Светлячок надежды
Шрифт:
Трак взял у нее пиво и остановился в бледном прямоугольнике света. Собаки притихли и сгрудились вокруг него, молча выражая свою любовь. Так, как ему нравилось. За ними зеленая лужайка тонула в густом тумане, скрывавшем разбросанные по площадке ржавые машины, сломанные холодильники и старую мебель.
– Сегодня вторник, – прорычал Трак. Он допил пиво и швырнул банку собакам, которые тут же принялись драться за нее. Потом обнял ее своими огромными руками и крепко прижал к себе. – Я скучал, – прошептал он хриплым, тягучим голосом, и Облачко подумала: интересно,
Она старалась стоять неподвижно, почти не дыша. В последнее время Трак становился ужасно раздражительным. Никогда не знаешь, что может вывести его из себя.

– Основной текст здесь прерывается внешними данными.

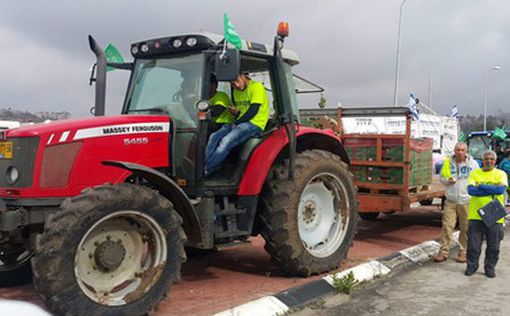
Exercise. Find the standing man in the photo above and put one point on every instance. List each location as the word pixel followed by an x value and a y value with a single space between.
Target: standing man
pixel 251 111
pixel 484 185
pixel 454 175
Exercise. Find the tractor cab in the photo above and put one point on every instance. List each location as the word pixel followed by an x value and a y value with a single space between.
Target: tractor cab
pixel 171 76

– Я тоже скучала, – ответила она, чувствуя, с каким трудом ворочается язык. Мозг работал медленно, словно мысли проталкивались сквозь трясину.
– Ты не носишь блузку, которую я тебе купил.
Она осторожно отстранилась. Какую блузку? Честно говоря, она даже не помнит.
– Я… Прости, просто берегу. Она такая красивая.
Трак неопределенно хмыкнул – то ли с отвращением, то ли одобрительно, то ли безразлично. Облачко не знала. Мысли у нее путались, и это плохо, очень плохо. Она стиснула его руку и, держась за нее, вошла вместе с Траком в свой дом на колесах.
Внутри все пропахло марихуаной, вдруг поняла она. И чем-то еще – возможно, мусором.
– Иди ко мне, – тихо сказал Трак, и от его голоса у нее по спине пробежали мурашки. Что он увидел? Что она сделала или не сделала?
Посуда! Она забыла вымыть посуду. Трак ненавидел грязные тарелки в раковине.
Она медленно повернулась, не в состоянии придумать оправдание.
Трак поцеловал ее в губы, так нежно, что она с облегчением вздохнула.
– Ты знаешь, как я ненавижу беспорядок. Я тебе столько даю…
Она отпрянула:
– Прошу тебя…
Облачко не успела даже поднять руку, чтобы защититься от удара в лицо. Нос хрустнул под его кулаком, кровь брызнула и закапала блузку. Она молчала, не двигаясь с места. Слезы разозлят его еще больше.
Ее разбудило громкое тяжелое дыхание Трака. В первую секунду она ничего не могла понять, но потом боль вернула ее к действительности. Она с трудом открыла один глаз и поморщилась. Взглянув на светящийся экран телевизора, она заморгала. Во рту пересохло, все тело болит, и дрожь никак не проходит.
Сколько раз она просыпалась в таком состоянии? Не сосчитать. Облачко знала, что делать.
Трак лежал рядом с ней – огромный живот горой вздымается вверх, волосатые руки раскинуты в стороны. На улице темно, значит, уже ночь.
Она осторожно выбралась из постели и, морщась от боли, перенесла вес тела на левую лодыжку. Наверное, она растянула ногу, когда падала.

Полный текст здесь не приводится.